一番重視しているのは、直感です。選択肢がいくつかあって、迷うこともあるとは思うんですが、だいたい最初に「これだ」と決めた方が正しいと思うんですね。だから、僕は一度直感で決めたら、そこから変えたことはないです。

例えば転職でも、「決めたら動く」。「迷ってるなら動かない」。それだけの話かなと。そこで重要なのは直感と行動力。

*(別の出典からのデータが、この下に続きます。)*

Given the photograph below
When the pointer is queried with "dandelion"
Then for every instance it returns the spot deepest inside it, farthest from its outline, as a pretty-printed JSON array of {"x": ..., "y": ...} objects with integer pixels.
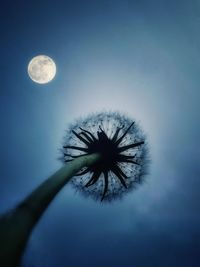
[
  {"x": 105, "y": 156},
  {"x": 122, "y": 146}
]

悩むより、とにかくやっちゃったほうがいいんです。そうすれば、自分の立ち位置わかるじゃないですか。早く、そのステージに立ったほうがいい。ステージに立たない限り、絶対にチャンスはないですから。

フリー素材モデル 大川竜弥
様々な職を経て、現在はフリー写真素材サイト『ぱくたそ』にてモデル兼広報を務める。自称・日本一インターネットで顔写真が使われているフリー素材モデル。モデル業のほかに、司会業や執筆業などマルチに活動を行う。大川竜弥のブログ
Career Supli
「なるようになる」。大川さんのその一言で、肩の力が抜けるようでした。もしあなたが「自己実現」「成長」といった“言葉”に押しつぶされそうになっているとしたら、大川さんの考え方を取り入れてみてはいかがでしょう。